S o b r e
l i b r o s
e
i m p u e s t o s
JUAN JOSÉ MILLÁS
IVA
Cuando usted se toma una pastilla para el dolor de cabeza, sólo se le quita el dolor de cabeza a usted. Pero cuando lee un libro, sus efectos terapéuticos se propagan al resto de la comunidad. Así es, por misterioso que parezca. Históricamente, los lectores siempre han sido una minoría, pero los valores de la Divina comedia o La Regenta o el Quijote han actuado no ya sobre quienes no los habían leído, sino sobre quienes ni siquiera conocían su existencia. Se trata de un fenómeno muy poco valorado que en otros ámbitos produciría asombro. Imaginen, si no, que la industria farmacéutica inventara un remedio contra la úlcera que sólo tuviera que tomarlo un enfermo de cada mil, aunque surgiera efecto en todos.
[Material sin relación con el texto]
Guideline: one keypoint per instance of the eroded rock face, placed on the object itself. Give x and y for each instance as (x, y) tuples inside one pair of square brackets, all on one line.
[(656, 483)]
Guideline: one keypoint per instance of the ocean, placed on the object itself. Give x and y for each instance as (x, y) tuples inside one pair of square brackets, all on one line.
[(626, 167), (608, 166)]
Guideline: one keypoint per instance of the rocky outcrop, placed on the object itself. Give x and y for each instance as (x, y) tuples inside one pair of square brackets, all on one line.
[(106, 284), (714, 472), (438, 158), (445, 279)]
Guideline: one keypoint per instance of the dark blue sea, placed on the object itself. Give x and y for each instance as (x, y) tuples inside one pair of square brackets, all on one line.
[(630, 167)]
Sería un éxito, y en cada país habría un funcionario ulceroso que con el desayuno se medicaría para el resto.
Eso es exactamente lo que hacen quienes leen: medicarse para sí mismos, pero también para los otros. El abdomen de las abejas tiene dos estómagos: uno privado y otro social. En el social sólo almacenan el néctar que luego depositarán en los panales para su uso público. Cuando leemos, por muy en solitario que lo hagamos, parte de la sabiduría adquirida se deposita en una especie de estómago social del que se beneficia la colectividad. Por eso La ciudad y los perros o Rayuela o Si te dicen que caí han influido en individuos que a lo mejor ni sabían leer. Es una lástima que una persona no pueda comer para las que no comen o andar para las que no andan, pero podemos leer para las que no leen.
Cuando uno conoce este efecto multiplicador de la lectura, es más responsable de lo que elige. El lector es una especie de funcionario que hace un servicio público a su comunidad. Esa mujer que, rodeada de hijos, abre un libro en la playa o ese chico que devora a Auster en el metro están trabajando para mejorar su entorno. Y no sólo no cobran por ello, sino que pagan impuestos. Si la minoría que lee dejara de hacerlo, la atmósfera se volvería irrespirable. Esto es tan evidente que parece mentira que los poderes públicos, a juzgar por su interés en que cada vez haya menos librerías, aún no lo hayan advertido. O quizá sí: de ahí que castiguen a los lectores y a los libros con el IVA.